「知りたい」という気持ちが、本気を生む
人が本気になるのは、どんな時でしょうか。
それは、取り組んでいることに「まだ知らない部分」があるからではないかと思っています。
わからないから知りたい。
秘密があるから解き明かしたい。
その気持ちが、「熱中」を生みます。
昔は、調べることそのものに手間がかかりました。
図書館に行く。
本を探す。
人に聞く。
その過程で、知ることへの飢えが生まれた。
「知らない」という状態が、本気を引き出す燃料だったのです。
情報に触れただけで、「わかった気」になる
今は違います。わからないことがあれば、すぐ検索できます。30秒で答えが出てくる。
便利です。でも、ここに落とし穴があります。
情報に触れただけで、わかった気になってしまうのです。
動画を見た。記事を読んだ。
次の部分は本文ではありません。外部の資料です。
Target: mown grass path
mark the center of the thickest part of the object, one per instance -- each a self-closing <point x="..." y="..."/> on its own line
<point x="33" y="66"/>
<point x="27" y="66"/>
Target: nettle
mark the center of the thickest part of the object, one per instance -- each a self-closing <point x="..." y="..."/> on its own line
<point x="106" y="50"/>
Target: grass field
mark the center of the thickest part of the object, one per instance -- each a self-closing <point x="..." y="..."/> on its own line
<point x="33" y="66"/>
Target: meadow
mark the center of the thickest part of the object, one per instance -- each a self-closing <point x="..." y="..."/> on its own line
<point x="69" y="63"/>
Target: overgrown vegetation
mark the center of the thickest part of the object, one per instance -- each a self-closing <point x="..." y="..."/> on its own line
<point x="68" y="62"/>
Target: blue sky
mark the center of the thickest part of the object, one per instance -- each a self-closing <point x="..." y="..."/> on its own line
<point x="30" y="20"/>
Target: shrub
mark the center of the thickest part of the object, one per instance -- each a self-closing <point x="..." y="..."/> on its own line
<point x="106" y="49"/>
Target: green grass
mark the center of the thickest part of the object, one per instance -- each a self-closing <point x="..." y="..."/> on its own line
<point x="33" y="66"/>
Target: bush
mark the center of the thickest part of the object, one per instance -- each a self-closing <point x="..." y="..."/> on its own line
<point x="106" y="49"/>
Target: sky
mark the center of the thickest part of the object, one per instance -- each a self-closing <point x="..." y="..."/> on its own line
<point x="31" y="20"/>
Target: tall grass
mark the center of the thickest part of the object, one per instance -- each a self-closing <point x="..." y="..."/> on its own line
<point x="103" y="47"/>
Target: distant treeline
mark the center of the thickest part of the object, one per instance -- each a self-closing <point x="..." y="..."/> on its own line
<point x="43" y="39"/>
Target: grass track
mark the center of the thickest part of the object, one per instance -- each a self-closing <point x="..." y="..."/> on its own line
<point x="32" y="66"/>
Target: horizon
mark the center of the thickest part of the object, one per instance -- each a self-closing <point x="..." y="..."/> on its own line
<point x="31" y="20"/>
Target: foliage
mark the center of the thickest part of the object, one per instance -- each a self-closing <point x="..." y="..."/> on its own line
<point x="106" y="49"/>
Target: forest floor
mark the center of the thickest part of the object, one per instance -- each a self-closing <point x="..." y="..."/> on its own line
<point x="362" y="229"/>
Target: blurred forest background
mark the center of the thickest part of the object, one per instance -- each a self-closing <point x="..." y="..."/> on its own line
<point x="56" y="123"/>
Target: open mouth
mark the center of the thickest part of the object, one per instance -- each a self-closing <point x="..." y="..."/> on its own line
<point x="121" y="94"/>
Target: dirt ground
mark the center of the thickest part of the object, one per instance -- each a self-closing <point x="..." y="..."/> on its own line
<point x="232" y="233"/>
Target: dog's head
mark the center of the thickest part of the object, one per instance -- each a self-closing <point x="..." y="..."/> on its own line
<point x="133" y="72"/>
「なるほど」と感じた。
でも、それは実際に体験したわけではありません。
手を動かしたわけでもない。
知識として頭に入ったかどうかも、怪しい。
「わかった気」は、本気の代わりになりません。
むしろ、「もう知っている」という感覚が、知りたいという気持ちを奪います。
未知の部分がなくなった瞬間に、熱中する理由も消えてしまいます。
本当に大事な情報は、ネットにない
もう一つ、知っておいてほしいことがあります。
ネットで得られる情報は、全体のほんの一部に過ぎません。
表面的で、一般化されたものがほとんどです。
本当に大事な情報は、何かの「体験」「経験」とセットで得られることがほとんどです。
実際に問題を解いて、間違えて、なぜ間違えたかを考えた子だけが気づくこと。
先生に直接聞いて、その場でやり取りをした子だけが得られること。
試行錯誤を重ねた末に、ようやくわかること。
そういう情報は、検索では出てきません。
検索はほどほどに。体験に勝るものはない
情報は便利です。
上手に使えばいい。
ただ、検索で得られるものは、全体のほんの数%に過ぎないという感覚を持っておいてほしいのです。
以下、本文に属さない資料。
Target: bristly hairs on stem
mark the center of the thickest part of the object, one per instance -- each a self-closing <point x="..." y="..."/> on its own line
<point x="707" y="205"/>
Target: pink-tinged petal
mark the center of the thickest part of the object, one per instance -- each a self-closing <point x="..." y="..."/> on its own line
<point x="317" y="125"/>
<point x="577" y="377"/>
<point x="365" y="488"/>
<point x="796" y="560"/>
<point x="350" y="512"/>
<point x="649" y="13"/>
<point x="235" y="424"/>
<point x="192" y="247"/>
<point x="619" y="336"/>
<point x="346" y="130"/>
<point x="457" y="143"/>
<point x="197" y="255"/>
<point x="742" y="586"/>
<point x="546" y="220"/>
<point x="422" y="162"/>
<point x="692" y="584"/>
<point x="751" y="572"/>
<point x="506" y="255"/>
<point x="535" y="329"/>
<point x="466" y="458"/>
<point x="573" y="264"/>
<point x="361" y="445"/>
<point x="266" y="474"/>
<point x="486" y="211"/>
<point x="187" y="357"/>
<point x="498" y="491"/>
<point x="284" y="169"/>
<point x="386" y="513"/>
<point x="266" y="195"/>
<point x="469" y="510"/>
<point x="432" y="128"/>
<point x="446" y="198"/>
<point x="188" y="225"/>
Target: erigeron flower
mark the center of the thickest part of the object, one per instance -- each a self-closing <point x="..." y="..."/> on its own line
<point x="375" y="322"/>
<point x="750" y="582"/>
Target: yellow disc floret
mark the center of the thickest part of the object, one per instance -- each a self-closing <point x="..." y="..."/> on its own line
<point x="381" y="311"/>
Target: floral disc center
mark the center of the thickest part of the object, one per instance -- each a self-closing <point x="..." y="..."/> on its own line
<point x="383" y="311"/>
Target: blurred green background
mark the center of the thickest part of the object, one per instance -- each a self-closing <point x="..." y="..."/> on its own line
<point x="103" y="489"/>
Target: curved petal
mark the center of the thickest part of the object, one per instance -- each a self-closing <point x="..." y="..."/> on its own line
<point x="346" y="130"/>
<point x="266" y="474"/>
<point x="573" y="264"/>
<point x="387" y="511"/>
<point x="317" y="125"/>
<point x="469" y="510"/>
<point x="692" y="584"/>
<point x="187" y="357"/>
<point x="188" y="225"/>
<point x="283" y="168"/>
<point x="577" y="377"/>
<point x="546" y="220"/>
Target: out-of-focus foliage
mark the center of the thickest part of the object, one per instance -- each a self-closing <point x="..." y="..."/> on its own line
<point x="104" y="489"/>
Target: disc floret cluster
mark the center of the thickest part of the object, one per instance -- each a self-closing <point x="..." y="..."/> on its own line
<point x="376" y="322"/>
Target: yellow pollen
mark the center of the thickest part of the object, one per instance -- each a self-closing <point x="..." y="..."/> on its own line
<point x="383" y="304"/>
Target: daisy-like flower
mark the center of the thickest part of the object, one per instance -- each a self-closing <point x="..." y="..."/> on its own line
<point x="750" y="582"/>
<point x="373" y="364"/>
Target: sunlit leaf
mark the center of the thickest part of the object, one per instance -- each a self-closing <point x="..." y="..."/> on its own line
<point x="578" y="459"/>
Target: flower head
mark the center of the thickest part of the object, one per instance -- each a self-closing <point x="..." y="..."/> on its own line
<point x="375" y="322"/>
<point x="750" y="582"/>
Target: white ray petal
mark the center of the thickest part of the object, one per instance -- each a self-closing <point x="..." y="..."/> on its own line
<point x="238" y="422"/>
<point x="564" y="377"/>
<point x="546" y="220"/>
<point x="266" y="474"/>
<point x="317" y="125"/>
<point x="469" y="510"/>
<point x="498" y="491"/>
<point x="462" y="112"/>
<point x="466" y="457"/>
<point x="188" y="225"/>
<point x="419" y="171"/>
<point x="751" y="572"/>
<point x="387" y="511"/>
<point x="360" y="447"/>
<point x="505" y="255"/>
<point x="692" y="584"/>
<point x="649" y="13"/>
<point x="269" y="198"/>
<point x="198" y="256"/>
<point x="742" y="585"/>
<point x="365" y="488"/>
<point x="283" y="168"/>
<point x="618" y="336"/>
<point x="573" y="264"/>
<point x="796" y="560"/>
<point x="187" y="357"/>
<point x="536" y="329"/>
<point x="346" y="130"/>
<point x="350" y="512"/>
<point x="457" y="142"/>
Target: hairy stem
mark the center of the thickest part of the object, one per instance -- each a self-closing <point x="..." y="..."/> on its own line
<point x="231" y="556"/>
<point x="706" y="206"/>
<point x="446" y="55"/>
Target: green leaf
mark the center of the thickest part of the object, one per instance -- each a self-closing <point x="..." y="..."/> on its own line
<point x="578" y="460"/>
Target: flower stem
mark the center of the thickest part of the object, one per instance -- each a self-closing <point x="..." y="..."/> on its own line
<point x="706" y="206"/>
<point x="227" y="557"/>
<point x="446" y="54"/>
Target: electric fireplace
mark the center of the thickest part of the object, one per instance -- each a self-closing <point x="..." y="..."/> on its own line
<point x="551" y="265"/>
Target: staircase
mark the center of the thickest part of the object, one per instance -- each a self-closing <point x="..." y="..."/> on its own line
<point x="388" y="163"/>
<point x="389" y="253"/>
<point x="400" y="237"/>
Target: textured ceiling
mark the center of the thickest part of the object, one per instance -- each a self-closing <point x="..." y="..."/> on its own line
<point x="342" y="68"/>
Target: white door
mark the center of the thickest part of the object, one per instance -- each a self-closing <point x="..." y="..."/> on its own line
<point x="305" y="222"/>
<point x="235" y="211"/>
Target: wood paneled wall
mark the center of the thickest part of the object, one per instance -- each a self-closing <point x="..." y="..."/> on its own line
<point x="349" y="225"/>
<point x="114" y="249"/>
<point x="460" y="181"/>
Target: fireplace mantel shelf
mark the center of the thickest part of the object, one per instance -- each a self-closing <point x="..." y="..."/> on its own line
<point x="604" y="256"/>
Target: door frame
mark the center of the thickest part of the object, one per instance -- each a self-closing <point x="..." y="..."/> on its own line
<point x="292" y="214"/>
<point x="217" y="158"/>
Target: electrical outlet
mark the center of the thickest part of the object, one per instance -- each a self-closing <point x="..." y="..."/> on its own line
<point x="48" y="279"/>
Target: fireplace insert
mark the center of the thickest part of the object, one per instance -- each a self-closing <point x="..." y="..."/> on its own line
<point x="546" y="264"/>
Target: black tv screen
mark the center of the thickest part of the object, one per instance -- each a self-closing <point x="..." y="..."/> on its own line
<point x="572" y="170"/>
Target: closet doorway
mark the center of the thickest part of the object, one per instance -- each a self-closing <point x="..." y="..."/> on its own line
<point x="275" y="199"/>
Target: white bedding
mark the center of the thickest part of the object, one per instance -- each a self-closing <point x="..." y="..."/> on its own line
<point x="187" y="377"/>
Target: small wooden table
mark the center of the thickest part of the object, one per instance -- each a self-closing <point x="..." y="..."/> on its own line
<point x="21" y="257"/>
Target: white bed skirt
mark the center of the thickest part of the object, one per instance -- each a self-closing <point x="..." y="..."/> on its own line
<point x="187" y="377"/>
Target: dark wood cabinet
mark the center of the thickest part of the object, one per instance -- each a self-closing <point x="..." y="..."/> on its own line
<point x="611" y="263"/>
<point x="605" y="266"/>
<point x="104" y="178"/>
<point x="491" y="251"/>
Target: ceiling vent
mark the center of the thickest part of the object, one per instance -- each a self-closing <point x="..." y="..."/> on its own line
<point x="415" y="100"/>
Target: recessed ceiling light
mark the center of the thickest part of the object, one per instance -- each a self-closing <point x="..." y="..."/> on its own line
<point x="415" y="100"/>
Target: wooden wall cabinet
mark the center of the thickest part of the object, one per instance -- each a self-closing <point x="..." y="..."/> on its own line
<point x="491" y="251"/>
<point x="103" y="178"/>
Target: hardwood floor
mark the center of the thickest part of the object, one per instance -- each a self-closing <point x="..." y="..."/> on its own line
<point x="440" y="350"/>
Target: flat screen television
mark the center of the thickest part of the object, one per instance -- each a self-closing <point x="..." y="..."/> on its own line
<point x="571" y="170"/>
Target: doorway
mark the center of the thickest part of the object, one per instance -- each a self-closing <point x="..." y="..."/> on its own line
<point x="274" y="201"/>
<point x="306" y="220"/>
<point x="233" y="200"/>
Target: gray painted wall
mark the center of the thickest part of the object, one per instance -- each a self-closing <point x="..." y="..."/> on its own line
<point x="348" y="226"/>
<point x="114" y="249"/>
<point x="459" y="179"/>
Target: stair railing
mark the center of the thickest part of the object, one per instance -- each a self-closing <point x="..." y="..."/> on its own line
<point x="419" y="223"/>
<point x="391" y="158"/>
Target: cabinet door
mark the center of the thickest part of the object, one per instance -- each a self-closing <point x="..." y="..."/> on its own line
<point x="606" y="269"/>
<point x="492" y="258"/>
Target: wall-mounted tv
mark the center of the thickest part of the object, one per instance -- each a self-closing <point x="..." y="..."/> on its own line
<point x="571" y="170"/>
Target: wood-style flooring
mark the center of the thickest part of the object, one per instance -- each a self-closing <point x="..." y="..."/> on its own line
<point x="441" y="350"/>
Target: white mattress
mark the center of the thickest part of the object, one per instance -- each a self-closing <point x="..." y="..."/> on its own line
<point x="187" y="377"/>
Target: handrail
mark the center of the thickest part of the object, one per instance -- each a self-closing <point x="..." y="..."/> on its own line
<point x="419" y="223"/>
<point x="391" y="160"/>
わからなければ、まず自分で考える。手を動かす。試してみる。
それでもわからなければ、人に聞く。
その順番が、本物の理解を作ります。
情報が多すぎる時代だからこそ、「まだ知らない」という状態を大事にしてほしい。
その感覚が、本気を生みます。
アンビシャスが「まず自分でやってみる」を大事にするのは、そこに理由があります。